Northeast Securities pointed out that the core factor that dominated inter-bank liquidity in April was changes in fiscal deposits. Fiscal force will form support for excess reserves, so there will be no obvious liquidity gap in fiscal revenue and expenditure in April. Combining the influence of the other four factors, it is estimated that the inter-bank liquidity gap in April is only 584.3 billion yuan, of which 320 billion yuan is due to open market operations, and there is little pressure on liquidity.

Specifically, among the five factors affecting excess reserves, fiscal deposits are expected to only withdraw 387.4 billion yuan, and open market operations will draw 320 billion yuan, M0, inventory In terms of cash, about 165.1 billion yuan will be released to the inter-bank market, and 42 billion yuan may be withdrawn in terms of bank payment standards. Small fluctuations in foreign exchange funds have little impact on liquidity.

Although the liquidity gap is not large, the market’s RRR cut expectations are still strong.

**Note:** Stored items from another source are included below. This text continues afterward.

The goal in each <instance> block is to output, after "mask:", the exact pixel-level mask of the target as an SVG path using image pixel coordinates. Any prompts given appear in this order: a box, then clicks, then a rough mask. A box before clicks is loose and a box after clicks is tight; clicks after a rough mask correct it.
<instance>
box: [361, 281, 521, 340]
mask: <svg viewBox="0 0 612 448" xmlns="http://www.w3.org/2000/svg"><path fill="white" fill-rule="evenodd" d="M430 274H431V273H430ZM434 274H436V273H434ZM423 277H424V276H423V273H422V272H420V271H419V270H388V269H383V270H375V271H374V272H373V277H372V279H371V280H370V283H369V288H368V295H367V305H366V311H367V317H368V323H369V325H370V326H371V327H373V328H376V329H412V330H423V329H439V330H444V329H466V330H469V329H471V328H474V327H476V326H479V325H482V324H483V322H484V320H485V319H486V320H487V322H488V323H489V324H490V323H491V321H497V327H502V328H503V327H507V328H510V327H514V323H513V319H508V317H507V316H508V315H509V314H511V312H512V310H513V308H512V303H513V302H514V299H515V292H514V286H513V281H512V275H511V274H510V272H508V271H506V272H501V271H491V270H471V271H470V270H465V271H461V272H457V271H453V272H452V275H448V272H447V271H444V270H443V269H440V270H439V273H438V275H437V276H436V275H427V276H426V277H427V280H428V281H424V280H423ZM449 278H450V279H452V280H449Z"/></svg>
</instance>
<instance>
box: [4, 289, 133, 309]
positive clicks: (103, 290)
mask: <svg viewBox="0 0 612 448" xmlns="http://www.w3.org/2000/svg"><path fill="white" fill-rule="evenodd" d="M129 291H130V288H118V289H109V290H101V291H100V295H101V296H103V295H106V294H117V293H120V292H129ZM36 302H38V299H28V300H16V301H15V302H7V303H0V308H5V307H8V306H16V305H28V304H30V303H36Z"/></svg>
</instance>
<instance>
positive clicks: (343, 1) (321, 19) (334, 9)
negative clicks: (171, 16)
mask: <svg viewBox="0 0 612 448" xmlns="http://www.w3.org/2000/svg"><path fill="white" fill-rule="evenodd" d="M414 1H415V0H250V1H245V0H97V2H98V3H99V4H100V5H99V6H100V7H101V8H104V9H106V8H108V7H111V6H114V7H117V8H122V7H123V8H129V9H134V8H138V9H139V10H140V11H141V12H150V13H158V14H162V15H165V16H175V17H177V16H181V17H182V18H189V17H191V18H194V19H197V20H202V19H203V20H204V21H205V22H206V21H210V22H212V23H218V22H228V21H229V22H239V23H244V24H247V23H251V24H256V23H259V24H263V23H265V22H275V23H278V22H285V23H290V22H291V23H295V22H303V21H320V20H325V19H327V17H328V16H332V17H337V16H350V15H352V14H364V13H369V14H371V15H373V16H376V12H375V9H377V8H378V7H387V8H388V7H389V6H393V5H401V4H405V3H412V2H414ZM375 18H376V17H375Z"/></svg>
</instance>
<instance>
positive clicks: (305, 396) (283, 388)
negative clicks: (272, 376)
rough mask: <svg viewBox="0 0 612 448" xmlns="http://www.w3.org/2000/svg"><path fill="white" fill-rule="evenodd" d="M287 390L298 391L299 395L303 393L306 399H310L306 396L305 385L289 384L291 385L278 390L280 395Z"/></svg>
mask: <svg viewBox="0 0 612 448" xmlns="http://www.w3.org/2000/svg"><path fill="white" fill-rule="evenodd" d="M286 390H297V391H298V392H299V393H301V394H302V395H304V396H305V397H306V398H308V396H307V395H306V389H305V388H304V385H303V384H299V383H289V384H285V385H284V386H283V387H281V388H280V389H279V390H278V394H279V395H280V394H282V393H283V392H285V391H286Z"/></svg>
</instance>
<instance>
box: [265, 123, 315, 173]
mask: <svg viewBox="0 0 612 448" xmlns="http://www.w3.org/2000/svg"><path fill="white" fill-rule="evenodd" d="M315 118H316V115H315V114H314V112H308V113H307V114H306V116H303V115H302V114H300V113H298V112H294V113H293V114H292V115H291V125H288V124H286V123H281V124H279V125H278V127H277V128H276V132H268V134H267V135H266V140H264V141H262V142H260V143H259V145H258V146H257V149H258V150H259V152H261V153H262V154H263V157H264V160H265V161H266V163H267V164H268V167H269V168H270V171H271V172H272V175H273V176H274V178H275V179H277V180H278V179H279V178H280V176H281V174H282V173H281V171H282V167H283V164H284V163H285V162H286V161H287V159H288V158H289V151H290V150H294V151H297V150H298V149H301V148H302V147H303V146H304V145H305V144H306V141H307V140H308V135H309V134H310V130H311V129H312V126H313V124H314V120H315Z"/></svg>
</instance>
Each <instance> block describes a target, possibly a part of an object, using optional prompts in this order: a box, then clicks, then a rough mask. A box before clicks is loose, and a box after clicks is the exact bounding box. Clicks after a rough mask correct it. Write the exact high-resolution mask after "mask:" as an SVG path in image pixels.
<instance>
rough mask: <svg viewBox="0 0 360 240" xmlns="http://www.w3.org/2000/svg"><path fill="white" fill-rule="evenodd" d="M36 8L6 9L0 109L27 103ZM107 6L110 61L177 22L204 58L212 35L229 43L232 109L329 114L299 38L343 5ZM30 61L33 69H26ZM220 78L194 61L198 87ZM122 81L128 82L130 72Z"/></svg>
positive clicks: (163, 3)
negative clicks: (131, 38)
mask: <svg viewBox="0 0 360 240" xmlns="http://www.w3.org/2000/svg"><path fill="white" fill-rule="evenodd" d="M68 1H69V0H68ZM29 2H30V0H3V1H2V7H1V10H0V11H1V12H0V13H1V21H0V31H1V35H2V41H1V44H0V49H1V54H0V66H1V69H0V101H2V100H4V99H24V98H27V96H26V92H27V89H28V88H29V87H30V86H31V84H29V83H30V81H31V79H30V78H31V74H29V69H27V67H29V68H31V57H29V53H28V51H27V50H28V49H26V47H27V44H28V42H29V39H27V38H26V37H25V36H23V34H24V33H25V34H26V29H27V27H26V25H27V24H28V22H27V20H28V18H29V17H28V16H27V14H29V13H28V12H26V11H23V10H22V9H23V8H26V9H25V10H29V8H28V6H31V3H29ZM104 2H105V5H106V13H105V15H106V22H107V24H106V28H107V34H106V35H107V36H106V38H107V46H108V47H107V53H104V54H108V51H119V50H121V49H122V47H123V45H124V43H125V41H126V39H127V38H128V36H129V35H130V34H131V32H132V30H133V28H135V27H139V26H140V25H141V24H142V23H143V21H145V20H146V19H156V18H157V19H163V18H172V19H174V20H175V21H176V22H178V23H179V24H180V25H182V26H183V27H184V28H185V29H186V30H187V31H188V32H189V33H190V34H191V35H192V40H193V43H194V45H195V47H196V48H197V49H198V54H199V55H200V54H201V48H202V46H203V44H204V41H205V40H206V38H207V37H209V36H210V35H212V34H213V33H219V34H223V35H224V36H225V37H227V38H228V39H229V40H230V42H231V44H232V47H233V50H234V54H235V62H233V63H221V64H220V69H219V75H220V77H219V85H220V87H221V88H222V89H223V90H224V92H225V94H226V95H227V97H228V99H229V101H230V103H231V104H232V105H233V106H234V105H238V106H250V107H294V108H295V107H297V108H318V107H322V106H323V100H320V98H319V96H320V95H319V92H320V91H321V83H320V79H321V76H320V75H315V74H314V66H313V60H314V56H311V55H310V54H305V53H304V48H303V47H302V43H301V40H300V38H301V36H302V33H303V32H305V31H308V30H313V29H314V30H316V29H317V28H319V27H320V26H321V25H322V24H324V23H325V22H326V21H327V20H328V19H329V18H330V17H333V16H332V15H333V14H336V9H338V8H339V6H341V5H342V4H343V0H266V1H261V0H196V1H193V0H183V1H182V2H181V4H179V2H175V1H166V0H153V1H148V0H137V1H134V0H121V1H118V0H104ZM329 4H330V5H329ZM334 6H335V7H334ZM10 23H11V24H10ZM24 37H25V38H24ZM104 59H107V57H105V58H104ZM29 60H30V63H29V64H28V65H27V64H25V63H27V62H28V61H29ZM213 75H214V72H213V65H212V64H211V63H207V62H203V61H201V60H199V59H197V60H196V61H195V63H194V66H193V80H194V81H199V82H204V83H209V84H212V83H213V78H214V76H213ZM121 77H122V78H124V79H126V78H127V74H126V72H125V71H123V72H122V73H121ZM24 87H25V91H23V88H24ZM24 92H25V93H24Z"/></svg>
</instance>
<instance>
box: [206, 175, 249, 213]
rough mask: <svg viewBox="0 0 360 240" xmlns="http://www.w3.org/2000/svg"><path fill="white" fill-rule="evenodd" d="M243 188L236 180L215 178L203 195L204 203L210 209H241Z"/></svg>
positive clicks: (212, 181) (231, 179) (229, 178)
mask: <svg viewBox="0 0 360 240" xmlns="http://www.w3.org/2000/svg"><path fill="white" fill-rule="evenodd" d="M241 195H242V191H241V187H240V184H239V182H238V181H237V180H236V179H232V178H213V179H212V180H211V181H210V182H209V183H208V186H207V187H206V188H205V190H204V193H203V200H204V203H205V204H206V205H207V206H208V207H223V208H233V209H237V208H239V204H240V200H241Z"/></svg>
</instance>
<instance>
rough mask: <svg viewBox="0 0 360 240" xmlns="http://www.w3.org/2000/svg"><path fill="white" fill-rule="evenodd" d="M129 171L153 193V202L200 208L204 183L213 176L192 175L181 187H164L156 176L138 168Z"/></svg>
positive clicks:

Tianfeng Securities pointed out that under static calculations, the pressure on funds in April is not large, but credit should be relaxed, from providing long-term stable sources of funds and stabilizing the cost of bank liabilities. From the perspective, especially observing the trend of CD volume and price since February, the central bank’s RRR cut in April is still expected.

CITIC Securities pointed out that there is a shortage of funds in the banking system and the pressure on the debt side is relatively large. In addition to the estimated liquidity gap, the recent price trend of interbank certificates of deposit reflects the bank’s position on the debt side. Still under pressure. Both the RRR cut and the deposit rate reform can alleviate the problem. According to estimates, there was a funding gap of about 300 billion yuan in April, and the interest rate gap between the interbank deposit certificate and MLF has returned to the level before the announcement of the RRR cut on December 6, 2021. These factors All are likely to be triggers for RRR cuts; in addition, in addition to RRR cuts, the adjustment and reform of deposit interest rates may also have a certain cost-cutting effect.

It can be seen that when the central bank’s Monetary Policy Committee expressed interest rates in the first quarter of 2022, it paid more attention to the increase in the cost of banks’ liabilities compared with the fourth quarter of last year.

The meeting proposed to improve the formation and transmission mechanism of market-oriented interest rates, optimize the central bank’s policy interest rate system, strengthen the supervision of deposit interest rates, focus on stabilizing the cost of bank liabilities, and give full play to the reform of loan market quotation interest rates efficiency, and promote the reduction of the comprehensive financing cost of enterprises.

Bank of Communications Financial Research Center believes that the current proactive fiscal policy has not yet exerted its force. In order to cope with the weakening demand, it is necessary to implement tax rebates and reductions as soon as possible while increasing stable growth. taxi. It is recommended to increase the implementation of money and credit, and it is still necessary to cut the reserve ratio and interest rates in a timely manner, effectively expand the scale of new loans, and give full play to the effect of easing credit.